Mir war klar geworden, dass ich hatte weg müssen, dass ich mich wie zu Hause fühlte, als ich beschloss, nach Dobravina zu gehen, wie ich spürte, dass es genau der Ort war, an dem ich sein sollte. Und dieses Gefühl verstärkte sich, nachdem ich in diesem Land gelandet war, und noch mehr, als ich in das Dorf gekommen war.
Ich blieb noch etwa eine halbe Stunde. Das Gespräch wurde von Andrei in eine neutralere, „sicherere“ Richtung gelenkt. Doch alles, woran ich denken konnte, war das, was Mini gesagt hatte.
Nachdem ich mich noch einmal bei ihr bedankt hatte, ging ich nach nebenan, blieb allerdings draußen stehen und starrte auf die dichte Baumreihe, die ich in der Ferne sehen konnte. Der Mond stand hoch am Himmel, nicht ganz voll, aber er warf ein silbriges, glühendes Licht über alles. Schatten schlängelten sich zwischen den Stämmen, und tief im Wald war es stockdunkel. Die Bäume waren so eng beisammen, dass ich nichts sah als diese Tintenschwärze.
Meine Haut spannte und fühlte sich heiß an. Mein Herz schlug in einem gleichmäßigen Rhythmus, und ich ertappte mich tatsächlich dabei, wie ich mich fast dem Wald näherte, als ob irgendein unvorhergesehenes Ereignis mich dazu brachte. Aber ich schüttelte den Kopf, um wieder klar denken zu können, und zwang mich – ja, ich musste mich zwingen –, in die Hütte zu gehen.
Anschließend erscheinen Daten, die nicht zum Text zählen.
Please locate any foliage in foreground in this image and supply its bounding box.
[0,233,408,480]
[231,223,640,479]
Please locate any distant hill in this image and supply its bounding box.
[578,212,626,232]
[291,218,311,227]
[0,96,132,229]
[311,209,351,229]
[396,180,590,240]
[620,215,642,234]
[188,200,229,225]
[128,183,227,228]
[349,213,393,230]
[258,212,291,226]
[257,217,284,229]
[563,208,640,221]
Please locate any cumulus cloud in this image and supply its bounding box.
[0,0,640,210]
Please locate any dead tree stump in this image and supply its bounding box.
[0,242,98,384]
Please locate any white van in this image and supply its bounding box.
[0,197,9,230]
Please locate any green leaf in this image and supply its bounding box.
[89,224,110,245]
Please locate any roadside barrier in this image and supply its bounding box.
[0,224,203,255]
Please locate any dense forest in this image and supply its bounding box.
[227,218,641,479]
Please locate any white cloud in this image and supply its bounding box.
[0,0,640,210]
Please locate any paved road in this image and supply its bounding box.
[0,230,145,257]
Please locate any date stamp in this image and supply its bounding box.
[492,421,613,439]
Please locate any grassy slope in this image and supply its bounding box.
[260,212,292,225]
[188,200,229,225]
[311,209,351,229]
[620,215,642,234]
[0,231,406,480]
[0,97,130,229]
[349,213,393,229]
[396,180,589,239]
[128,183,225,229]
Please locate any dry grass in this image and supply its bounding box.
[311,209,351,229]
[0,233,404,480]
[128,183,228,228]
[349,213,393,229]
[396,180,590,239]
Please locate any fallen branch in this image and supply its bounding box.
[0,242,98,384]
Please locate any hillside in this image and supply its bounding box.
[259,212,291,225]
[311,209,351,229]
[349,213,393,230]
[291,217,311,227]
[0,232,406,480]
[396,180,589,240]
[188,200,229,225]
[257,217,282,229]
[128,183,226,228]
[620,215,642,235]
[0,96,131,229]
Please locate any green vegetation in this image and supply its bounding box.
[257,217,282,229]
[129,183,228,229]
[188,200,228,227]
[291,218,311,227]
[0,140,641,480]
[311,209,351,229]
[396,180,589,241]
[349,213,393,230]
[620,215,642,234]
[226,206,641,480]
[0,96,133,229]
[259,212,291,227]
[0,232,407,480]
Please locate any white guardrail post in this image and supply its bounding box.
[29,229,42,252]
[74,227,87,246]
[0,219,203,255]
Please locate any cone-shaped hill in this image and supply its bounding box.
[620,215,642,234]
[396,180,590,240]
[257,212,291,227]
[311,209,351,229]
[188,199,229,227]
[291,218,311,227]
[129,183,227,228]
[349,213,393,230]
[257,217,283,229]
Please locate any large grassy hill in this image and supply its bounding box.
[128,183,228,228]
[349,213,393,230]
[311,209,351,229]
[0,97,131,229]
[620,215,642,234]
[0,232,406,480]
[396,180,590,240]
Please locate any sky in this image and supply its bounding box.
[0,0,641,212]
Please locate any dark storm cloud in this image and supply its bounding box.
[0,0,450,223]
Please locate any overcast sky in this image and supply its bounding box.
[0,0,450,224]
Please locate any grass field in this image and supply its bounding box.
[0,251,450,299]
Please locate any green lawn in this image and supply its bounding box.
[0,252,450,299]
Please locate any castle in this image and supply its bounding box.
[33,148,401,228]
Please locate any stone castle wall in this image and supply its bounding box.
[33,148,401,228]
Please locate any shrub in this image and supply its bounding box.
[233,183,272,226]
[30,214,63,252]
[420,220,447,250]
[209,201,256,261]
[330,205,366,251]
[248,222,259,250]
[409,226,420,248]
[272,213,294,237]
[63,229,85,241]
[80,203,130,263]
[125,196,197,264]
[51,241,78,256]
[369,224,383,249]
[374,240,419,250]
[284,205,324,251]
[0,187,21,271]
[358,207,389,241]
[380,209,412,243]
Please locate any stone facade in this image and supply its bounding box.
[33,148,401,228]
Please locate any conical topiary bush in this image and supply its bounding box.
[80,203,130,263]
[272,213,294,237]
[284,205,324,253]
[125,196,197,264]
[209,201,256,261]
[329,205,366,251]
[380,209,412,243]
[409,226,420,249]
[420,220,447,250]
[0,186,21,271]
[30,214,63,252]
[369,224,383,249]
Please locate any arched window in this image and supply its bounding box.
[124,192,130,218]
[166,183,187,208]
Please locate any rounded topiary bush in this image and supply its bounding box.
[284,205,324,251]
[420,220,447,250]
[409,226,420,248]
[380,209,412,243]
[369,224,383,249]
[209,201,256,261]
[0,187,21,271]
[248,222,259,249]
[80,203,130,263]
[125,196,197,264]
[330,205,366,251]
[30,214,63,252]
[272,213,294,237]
Ich fand mich in meinem Zimmer wieder und lehnte mich an die Wand. Meine Gedanken waren noch wirrer als zuvor.
Ich machte mich für die Nacht fertig. Ich dachte an die Geschichte, die Mini erzählt hatte.
Und dann lag ich in meinem Bett, das Licht ausgeschaltet, und die Geräusche der Dunkelheit vor meinem Fenster halfen nicht dabei, mich in den Schlaf zu lullen.
Ich wusste, dass es für mich keine erholsame Nacht geben würde. Nicht, wenn es sich anfühlte, als hätte ich eine elektrische Leitung berührt.